Tuesday, April 8, 2014
One of my online friends posted a challenge on a Facebook private board this week that got me thinking...
It was "describe yourself in three words without using the words 'wife' or 'mother'" (it's not a widow group, so the majority of the group are married).
And one response brought to mind widows I knew prior to my own widowhood.
Her identified that her whole identity was tied up in her husband and children, and she couldn't answer the question. She was trying to figure out if this was a good thing or a bad thing.
And my immediate reaction, based on my life story, was it's a bad thing.
The amazing older women I saw widowed before I even married all had strong, loving marriages, and a fair smattering of joy and issues with adult children.

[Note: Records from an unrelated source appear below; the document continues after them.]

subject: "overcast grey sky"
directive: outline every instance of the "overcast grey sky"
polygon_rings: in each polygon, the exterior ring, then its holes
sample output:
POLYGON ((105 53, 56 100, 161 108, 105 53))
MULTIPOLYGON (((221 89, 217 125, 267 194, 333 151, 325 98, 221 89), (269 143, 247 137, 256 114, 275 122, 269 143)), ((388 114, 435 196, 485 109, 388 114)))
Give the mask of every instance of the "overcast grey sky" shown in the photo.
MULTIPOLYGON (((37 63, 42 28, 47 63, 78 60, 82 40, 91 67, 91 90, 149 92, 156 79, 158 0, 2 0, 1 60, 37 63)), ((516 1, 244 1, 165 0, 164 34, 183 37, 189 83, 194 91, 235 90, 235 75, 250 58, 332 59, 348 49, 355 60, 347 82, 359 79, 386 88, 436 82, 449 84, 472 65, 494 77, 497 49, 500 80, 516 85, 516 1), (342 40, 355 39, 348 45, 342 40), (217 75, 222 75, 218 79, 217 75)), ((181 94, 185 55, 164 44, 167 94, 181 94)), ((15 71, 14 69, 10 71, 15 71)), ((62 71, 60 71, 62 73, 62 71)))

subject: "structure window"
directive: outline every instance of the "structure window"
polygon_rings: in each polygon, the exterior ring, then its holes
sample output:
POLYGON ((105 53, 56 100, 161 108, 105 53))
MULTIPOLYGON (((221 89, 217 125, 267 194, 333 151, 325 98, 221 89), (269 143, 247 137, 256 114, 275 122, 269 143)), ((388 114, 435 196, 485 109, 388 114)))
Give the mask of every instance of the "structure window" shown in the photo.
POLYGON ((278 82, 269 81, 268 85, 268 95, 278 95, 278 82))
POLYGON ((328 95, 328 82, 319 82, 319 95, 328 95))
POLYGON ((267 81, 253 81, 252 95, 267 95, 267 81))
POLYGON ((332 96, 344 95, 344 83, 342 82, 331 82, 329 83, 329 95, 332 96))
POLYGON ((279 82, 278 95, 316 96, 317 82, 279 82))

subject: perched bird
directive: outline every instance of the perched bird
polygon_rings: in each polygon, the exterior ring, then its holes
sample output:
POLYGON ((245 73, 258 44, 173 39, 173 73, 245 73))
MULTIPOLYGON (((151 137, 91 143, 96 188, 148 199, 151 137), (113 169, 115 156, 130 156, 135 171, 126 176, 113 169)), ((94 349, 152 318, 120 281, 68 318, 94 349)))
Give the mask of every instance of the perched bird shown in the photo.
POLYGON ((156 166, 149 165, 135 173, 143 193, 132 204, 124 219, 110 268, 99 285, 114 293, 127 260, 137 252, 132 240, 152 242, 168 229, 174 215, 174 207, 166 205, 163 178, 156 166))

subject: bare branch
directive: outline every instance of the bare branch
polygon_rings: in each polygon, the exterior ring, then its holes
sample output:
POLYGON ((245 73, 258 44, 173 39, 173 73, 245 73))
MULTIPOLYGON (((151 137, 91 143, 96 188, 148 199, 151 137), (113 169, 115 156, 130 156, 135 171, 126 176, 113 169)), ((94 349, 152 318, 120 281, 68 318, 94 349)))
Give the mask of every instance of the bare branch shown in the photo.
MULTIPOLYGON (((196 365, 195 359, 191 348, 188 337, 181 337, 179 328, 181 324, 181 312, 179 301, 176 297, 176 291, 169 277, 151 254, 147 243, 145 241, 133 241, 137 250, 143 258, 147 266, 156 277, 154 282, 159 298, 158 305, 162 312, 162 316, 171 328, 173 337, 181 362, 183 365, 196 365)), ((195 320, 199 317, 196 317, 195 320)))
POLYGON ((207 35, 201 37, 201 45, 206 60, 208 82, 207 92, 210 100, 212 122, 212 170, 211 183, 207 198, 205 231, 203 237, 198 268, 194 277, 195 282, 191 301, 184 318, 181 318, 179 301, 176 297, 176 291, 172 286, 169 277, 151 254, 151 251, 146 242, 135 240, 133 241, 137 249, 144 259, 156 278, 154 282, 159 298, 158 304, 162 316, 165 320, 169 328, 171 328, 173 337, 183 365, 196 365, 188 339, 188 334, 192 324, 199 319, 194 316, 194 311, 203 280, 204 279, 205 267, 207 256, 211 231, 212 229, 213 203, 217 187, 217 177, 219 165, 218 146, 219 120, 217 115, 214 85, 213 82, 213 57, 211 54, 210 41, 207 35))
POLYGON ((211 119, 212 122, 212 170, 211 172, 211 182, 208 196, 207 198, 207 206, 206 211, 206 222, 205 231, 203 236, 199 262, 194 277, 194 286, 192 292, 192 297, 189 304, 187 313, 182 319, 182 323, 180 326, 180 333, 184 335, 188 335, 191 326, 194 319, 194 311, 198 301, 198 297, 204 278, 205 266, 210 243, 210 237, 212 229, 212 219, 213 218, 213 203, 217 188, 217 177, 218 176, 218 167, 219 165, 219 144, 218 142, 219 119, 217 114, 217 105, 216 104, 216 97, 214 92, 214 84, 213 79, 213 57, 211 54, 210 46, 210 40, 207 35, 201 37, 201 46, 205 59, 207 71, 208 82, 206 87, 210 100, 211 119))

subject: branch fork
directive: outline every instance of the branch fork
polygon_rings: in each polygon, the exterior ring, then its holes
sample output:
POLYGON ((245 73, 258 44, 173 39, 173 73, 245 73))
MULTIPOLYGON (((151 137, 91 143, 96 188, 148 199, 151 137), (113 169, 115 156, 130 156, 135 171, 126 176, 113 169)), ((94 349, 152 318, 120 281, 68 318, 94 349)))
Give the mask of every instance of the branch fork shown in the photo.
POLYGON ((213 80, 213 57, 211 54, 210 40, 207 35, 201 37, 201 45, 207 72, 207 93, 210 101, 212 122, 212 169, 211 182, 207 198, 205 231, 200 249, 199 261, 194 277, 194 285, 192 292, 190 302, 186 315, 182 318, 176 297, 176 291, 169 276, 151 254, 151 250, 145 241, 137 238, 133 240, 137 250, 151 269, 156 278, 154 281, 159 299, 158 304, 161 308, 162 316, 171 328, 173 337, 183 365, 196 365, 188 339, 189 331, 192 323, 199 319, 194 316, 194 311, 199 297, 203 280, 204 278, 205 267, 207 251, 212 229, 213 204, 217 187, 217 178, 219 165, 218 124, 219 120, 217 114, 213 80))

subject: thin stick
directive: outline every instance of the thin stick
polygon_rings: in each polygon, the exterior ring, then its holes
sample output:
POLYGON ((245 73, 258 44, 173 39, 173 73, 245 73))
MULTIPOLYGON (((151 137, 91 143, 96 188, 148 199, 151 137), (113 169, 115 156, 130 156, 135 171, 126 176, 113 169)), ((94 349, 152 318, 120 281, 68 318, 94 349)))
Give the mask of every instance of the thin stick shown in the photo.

Yes they struggled, and still struggle, with grief.
But watching from a distance I saw that being widowed was survivable, and must have tucked it away somewhere. I saw that the common thing between them all was none had lost their identity in their marriages.
What I saw from my then vantage point was they were able to adapt to their enforced life without their husbands because they had interests & communities they were engaged with alongside their marriages which helped them have a strong sense of who they were as individuals, as well as their partnership.
It's something I actively sought to maintain through Ian and I's courtship and marriage - and I encouraged with Ian (even though I would not engage at all with some of his interests, they were part of what made Ian "Ian").
And something I've maintained since. Plus it gave me the knowledge and confidence to seek out sites like widow's voice, a face to face peer support group and to take the risk of going back to school rather than work for the next little while.
If a humongous thing like a husband dying isn't going to stop these women, nothing will.
And I'm not going to let it, either (but I may just step off to the side for a breather every now and then).